Rough chop the carrots, onion, and garlic. Place in dutch oven with brisket, full bottle of wine, and the beef broth. Also, add the juniper berries, cloves, thyme, rosemary, bay leaves, and sage. Refrigerate overnight or at least 12 hours turning every so often to achieve even marination.
Next day, strain the liquid and separate the veggies and brisket. Dry the brisket very well to achieve a good sear. Season the brisket aggressively on all sides with 1-2 Tbsp of kosher salt and a little bit of black pepper.
Heat dutch oven on medium-high heat and add 1/4 cup of olive oil. Brown the brisket on all sides. Should take 20-25 minutes to get a nice sear on all sides. When finished with brisket, set aside and saute the strained veggies and herbs for 10-15 mediums on medium.
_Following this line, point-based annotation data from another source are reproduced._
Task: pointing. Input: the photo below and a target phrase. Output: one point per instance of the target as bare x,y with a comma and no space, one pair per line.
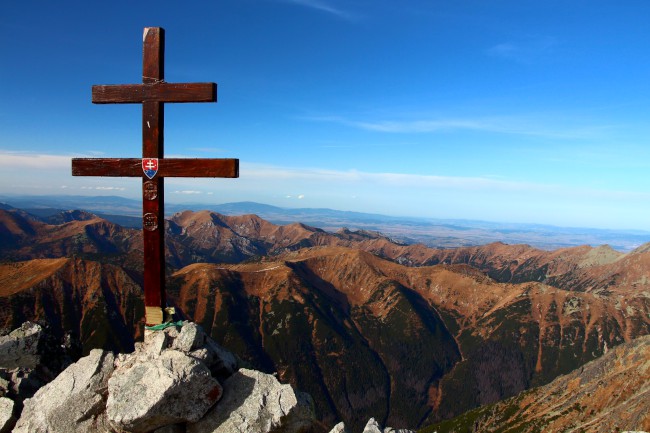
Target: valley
405,333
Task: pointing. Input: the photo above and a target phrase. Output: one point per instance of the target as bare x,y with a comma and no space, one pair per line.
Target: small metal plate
153,315
150,190
150,222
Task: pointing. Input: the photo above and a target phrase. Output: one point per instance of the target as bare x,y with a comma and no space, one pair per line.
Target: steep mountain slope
609,394
23,237
99,303
366,336
337,306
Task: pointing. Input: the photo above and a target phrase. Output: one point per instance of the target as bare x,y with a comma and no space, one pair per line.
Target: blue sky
503,110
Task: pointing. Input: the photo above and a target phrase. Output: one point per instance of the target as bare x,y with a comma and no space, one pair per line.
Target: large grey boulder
73,402
372,427
339,428
256,402
169,389
19,349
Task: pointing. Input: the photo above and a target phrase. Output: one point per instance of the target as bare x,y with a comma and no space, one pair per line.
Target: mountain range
443,233
370,327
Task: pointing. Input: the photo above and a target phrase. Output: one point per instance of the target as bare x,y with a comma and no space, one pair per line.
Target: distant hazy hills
431,232
368,326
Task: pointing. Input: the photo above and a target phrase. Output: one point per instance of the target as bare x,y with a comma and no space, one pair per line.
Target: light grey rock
7,419
372,427
190,338
19,349
339,428
171,428
256,402
170,389
73,402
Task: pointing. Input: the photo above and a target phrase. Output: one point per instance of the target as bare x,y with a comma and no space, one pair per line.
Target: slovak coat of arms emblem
150,167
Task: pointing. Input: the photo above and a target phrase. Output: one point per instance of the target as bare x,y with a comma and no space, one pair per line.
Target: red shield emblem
150,167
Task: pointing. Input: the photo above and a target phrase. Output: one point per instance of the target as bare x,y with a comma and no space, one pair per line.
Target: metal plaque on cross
153,167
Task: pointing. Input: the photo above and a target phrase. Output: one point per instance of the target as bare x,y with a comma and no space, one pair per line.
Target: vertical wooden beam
153,227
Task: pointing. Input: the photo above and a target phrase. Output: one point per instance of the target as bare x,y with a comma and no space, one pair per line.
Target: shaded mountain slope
609,394
23,237
439,340
99,303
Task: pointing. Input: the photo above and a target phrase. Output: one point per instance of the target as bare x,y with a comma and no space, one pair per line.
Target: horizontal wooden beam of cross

Add the liquid back to the pot and scrape the bottom with a wooden spoon to remove the flavor bits. Add brisket in and cover. Cook in oven for 3-4 hours turning every hour.
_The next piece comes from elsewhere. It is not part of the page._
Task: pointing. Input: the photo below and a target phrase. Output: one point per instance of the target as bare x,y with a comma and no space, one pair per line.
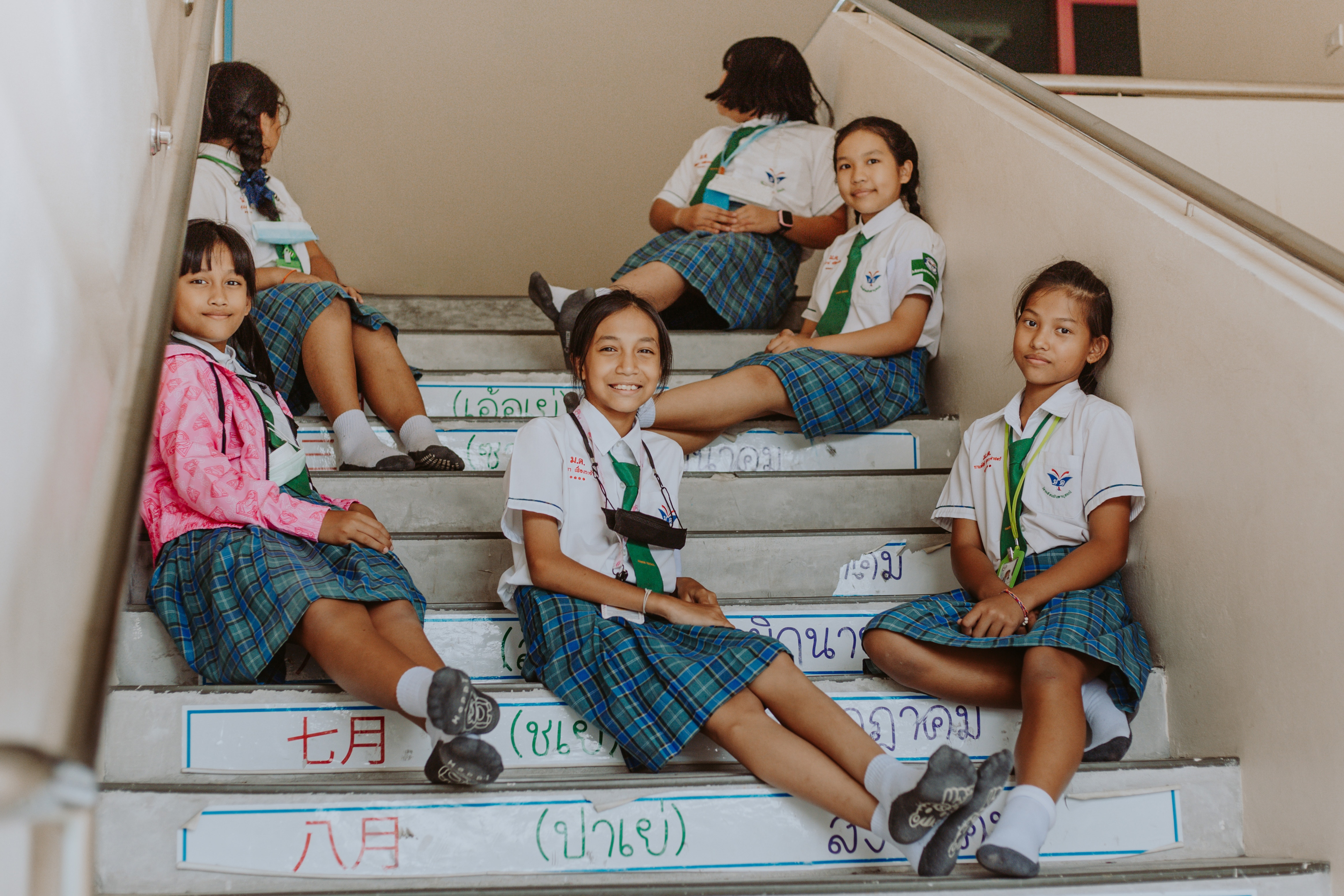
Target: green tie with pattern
732,147
647,574
838,309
When finished remove meat and tent with foil. Separate the veggies and liquid again. Remove and discard the herbs. Add the veggies back to the pot and boil sauce to thicken for 20 minutes. The sauce should coat the back of a wooden spoon, but not be overly thick.
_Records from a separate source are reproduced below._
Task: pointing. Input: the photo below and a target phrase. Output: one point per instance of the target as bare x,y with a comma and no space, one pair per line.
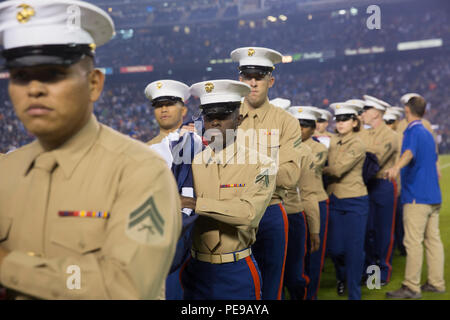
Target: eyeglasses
258,76
344,117
307,123
166,101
Blend the sauce with an immersion or regular blender to further thicken it. Add the cognac and cook for 1 more minute. Add the butter and stir to finish the sauce.
If the sauce is not thick enough mix 1 Tbsp of cornstarch and 2 ounces of water thoroughly and add to sauce. Boil out for 1 minute to thicken. The sauce should not be overly thick and this step is probably not necessary.
Cut the brisket against the grain and spoon the sauce all over the meat in a serving platter. Serve with polenta or mashed potatoes. Enjoy!